- Directed by: Gloria Ui Young Kim
- Written by: Gloria Ui Young Kim
- Produced by: Sonya Di Rienzo Aeschylus Poulos
- Starring: Vicki Kim Park Hye-jin Austin Ball
- Cinematography: Dmitry Lopatin
- Edited by: Lee Walker
- Music by: Stephen Krecklo
- Production company: Hawkeye Pictures
- Release date: September 19, 2026 (AIFF);
- Running time: 105 minutes
- Country: Canada
- Languages: English Korean

= The Banquet (2026 film) =

The Banquet is a Canadian comedy-drama film, directed by Gloria Ui Young Kim and slated for release in 2026. The film stars Vicki Kim as Sunny, a burned-out advertising executive who is challenged by her mother Young-ja (Park Hye-jin) to take over the family's annual Chuseok dinner, despite barely knowing how to cook any of her mother's traditional recipes, shortly after discovering that her business and personal partner Dean (Austin Ball) is cheating on her.
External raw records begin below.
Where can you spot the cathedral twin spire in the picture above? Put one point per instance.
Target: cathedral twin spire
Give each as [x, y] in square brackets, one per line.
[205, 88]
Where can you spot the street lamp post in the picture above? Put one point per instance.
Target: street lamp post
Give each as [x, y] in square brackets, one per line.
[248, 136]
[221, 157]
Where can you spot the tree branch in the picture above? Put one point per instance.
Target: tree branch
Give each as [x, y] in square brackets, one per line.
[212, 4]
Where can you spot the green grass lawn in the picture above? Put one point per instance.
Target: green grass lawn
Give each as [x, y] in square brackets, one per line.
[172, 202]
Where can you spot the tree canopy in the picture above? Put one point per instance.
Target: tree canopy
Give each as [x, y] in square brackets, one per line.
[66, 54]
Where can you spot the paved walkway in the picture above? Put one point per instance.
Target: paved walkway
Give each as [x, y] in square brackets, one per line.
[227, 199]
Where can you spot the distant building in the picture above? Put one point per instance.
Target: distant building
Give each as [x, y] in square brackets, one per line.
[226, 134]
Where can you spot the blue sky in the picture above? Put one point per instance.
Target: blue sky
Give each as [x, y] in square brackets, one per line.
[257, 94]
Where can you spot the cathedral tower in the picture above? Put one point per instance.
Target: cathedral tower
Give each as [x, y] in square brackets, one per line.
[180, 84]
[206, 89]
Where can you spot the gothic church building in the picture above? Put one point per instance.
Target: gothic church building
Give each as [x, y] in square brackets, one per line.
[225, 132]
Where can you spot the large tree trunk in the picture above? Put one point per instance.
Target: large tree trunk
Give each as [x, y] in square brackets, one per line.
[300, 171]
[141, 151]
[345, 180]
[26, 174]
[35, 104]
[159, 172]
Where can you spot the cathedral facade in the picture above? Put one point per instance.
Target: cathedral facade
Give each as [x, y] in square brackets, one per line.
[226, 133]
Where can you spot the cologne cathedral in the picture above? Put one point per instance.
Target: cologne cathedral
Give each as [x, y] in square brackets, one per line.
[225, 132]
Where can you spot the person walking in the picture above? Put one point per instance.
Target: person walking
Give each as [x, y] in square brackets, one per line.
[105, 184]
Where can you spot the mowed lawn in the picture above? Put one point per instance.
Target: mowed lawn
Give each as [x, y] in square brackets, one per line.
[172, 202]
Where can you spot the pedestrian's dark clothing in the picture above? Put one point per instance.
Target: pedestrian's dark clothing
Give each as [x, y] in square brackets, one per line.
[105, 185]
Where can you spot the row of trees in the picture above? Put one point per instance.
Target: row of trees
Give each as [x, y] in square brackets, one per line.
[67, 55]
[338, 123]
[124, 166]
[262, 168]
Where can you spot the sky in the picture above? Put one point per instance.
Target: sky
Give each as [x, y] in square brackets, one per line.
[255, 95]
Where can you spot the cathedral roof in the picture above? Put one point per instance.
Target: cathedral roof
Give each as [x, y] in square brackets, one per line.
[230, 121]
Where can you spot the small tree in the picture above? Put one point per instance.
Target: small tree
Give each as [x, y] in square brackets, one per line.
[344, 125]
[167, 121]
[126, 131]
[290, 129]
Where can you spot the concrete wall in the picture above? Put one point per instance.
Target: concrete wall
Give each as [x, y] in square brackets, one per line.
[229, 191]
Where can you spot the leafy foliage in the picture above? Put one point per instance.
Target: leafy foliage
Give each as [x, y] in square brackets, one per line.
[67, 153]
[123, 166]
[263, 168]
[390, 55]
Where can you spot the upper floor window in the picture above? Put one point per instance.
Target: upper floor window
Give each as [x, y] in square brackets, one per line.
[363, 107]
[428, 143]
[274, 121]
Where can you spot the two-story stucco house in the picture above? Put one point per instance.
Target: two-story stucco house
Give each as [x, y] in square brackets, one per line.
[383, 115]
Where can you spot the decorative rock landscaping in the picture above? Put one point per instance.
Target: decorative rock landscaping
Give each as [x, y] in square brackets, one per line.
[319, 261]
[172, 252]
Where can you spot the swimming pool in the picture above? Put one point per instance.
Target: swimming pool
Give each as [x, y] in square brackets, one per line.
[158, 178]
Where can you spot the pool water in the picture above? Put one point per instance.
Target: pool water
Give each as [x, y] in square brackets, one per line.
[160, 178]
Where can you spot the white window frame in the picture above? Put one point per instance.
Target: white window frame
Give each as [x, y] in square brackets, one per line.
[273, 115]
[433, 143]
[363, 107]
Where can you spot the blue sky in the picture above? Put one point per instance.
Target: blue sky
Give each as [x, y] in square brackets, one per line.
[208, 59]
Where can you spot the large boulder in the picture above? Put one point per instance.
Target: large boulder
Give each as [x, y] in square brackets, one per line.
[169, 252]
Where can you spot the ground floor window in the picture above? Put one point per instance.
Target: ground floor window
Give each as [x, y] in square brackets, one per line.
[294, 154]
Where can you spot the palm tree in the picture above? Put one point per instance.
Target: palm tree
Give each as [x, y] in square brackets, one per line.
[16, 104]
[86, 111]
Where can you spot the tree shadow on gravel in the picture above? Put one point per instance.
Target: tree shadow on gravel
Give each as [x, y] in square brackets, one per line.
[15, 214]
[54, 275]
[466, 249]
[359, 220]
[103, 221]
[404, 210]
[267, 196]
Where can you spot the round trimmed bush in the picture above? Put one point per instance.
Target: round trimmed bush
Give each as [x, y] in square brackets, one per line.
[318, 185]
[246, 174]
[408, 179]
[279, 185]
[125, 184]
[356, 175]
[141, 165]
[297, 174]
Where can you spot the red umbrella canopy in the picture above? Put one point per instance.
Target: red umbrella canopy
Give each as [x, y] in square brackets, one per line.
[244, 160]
The cast also includes Erniel Baez, Joy Lho, Yoseph Chang, Georgette Lee, Pamela Estrada, Soo-Ram Kim, Mark Lutz, Konstantina Mantelos and Nicole Stamp in supporting roles.

==Production==
The film was in development as early as 2008, with her initial screenplay treatment selected as a finalist in Telefilm Canada's Pitch This! competition at the 2009 Toronto International Film Festival.

Despite this, Kim concentrated on her work in television directing over the next number of years, and made her feature directorial debut with Queen of the Morning Calm in 2019, before proceeding with The Banquet after it received a production grant from Telefilm in 2023.

==Release==
The film is slated to premiere on September 19, 2026, at the 2026 Atlantic International Film Festival, followed by a screening at the 2026 Cinéfest Sudbury International Film Festival on September 25.